Rhavy Nursimulu, architecte logistique et commerce

L’architecte logistique et commerce et chercheur associé au Centre de recherche maritime, portuaire et logistique d’Afrique de l’Ouest et centrale, basé à Abidjan, propose une vision novatrice du commerce maritime dans l’océan Indien. L’auteur du «Blueprint – Port-Louis – Custodian of the Indian Ocean Blue Corridor» analyse les disruptions actuelles du commerce mondial comme le résultat de défaillances de gouvernance plutôt que de simples lacunes d’infrastructures.

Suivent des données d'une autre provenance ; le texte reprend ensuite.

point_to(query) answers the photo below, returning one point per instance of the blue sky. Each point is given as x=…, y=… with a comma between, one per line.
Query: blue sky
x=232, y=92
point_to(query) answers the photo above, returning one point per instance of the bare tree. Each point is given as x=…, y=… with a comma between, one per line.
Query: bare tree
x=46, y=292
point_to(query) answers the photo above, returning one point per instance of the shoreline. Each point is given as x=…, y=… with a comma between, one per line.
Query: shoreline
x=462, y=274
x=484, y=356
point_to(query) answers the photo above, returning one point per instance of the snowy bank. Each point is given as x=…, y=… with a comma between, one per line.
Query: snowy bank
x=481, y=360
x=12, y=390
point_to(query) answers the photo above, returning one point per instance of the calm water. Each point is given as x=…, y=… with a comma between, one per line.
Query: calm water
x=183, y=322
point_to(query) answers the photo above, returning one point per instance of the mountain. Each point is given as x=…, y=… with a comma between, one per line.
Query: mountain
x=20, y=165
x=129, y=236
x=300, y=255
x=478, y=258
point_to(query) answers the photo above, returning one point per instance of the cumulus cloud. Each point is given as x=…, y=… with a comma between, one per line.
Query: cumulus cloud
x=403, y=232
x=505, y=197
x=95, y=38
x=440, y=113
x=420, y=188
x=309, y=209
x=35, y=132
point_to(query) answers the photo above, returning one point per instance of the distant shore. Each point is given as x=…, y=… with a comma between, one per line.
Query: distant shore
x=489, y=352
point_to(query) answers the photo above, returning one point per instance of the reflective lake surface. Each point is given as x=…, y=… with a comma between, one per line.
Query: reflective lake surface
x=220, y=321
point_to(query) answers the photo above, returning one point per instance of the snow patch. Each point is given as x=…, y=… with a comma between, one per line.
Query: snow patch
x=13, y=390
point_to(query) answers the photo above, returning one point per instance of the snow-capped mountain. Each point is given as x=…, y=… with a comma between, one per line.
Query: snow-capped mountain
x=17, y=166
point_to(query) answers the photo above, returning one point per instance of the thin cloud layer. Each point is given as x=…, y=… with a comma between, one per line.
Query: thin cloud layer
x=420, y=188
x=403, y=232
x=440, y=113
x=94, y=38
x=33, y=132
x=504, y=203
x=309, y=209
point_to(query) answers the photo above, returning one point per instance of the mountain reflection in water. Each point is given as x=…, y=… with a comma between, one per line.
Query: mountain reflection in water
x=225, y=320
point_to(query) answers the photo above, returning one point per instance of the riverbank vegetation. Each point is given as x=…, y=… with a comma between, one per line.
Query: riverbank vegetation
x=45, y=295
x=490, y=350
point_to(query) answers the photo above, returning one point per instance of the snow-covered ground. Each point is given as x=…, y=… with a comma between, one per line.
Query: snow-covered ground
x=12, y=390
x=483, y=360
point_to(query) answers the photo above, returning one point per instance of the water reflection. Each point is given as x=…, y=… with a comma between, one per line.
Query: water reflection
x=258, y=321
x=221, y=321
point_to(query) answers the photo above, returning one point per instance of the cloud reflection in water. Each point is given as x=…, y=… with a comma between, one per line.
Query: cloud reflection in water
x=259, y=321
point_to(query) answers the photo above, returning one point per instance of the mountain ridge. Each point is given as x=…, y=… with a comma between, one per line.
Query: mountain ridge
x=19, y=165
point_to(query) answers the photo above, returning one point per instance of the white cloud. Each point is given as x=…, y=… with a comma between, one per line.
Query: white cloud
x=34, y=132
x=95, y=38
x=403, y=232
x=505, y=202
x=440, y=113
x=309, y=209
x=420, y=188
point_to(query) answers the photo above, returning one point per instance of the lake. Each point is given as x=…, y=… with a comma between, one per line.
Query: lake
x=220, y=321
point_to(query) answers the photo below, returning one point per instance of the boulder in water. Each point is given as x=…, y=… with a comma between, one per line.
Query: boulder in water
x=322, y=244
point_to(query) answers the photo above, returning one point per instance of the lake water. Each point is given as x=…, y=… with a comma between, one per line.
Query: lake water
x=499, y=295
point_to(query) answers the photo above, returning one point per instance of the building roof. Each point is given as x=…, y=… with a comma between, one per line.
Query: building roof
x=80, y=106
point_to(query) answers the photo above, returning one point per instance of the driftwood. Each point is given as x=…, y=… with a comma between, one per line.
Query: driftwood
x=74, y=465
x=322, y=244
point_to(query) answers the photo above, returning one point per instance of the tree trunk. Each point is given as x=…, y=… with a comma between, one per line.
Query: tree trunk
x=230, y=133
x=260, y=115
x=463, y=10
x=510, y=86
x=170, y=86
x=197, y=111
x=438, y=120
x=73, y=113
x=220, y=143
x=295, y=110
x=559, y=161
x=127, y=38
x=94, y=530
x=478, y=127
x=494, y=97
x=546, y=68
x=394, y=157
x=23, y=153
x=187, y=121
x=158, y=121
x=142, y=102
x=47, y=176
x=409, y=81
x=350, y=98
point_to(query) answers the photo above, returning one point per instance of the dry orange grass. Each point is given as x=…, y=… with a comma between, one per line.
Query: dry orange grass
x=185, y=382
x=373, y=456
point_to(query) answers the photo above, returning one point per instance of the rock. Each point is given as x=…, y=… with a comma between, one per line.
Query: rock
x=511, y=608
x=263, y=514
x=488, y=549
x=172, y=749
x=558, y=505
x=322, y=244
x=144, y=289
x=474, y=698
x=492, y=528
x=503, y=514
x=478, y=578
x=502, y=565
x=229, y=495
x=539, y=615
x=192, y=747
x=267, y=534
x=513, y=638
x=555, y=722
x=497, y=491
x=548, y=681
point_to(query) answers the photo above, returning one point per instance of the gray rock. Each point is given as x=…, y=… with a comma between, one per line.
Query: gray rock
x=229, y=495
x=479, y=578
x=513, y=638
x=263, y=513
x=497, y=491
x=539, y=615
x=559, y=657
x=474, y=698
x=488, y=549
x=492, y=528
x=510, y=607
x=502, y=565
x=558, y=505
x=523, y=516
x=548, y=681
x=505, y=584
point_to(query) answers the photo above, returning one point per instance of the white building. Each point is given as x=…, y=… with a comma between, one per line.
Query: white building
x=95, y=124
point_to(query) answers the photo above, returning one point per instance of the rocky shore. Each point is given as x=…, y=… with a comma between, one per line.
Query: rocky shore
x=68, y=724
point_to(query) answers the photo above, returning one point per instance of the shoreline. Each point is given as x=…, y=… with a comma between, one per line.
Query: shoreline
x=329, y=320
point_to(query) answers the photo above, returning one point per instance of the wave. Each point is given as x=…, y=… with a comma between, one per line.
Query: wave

Vous affirmez que les disruptions actuelles du commerce mondial sont davantage liées à une crise de gouvernance qu’à un manque d’infrastructures. Pouvez-vous expliquer ce diagnostic dans le contexte de l’océan Indien ?

Pendant longtemps, nous avons considéré les ports et la logistique comme de simples infrastructures destinées à déplacer des marchandises d’un point A à un point B. Cette lecture est aujourd’hui insuffisante. L’océan doit désormais être compris comme un espace économique gouverné, au sein duquel le commerce international ne fonctionne que si les règles de navigation, la sécurité, l’assurance, la finance et les équilibres géopolitiques sont alignés.

C’est précisément pour cette raison que les disruptions actuelles du commerce mondial relèvent moins d’un déficit d’infrastructures que de défaillances de gouvernance. Le commerce maritime repose sur un élément fondamental : la confiance. Celle des armateurs bien sûr, mais surtout celle des assureurs et des banques. Lorsque cette confiance disparaît, les flux se réorientent même si les ports, les routes et les capacités physiques existent toujours.

Les ports les plus avancés l’ont parfaitement compris. Des acteurs comme DP World, le Port de Rotterdam, Antwerp-Bruges ou Singapour ne sont plus de simples infrastructures. Ils fonctionnent comme de véritables plateformes de facilitation du commerce, intégrant la logistique, la donnée, la conformité réglementaire, la sécurité, l’assurance et la finance. Ils attirent les flux non pas uniquement par leur capacité physique, mais parce qu’ils offrent prévisibilité, crédibilité et continuité.

La crise de la mer Rouge a illustré cette réalité de manière particulièrement claire. Les infrastructures étaient en place, les routes existaient toujours, mais la gouvernance sécuritaire s’est fragilisée. Il en a résulté une requalification du risque, une hausse brutale des primes d’assurance, voire un retrait pur et simple de certaines couvertures, suivi d’un durcissement du financement du commerce. Les navires ont alors été massivement reroutés. Le commerce ne s’est pas arrêté parce que la route n’existait plus, mais parce qu’elle n’était plus assurable, finançable et prévisible.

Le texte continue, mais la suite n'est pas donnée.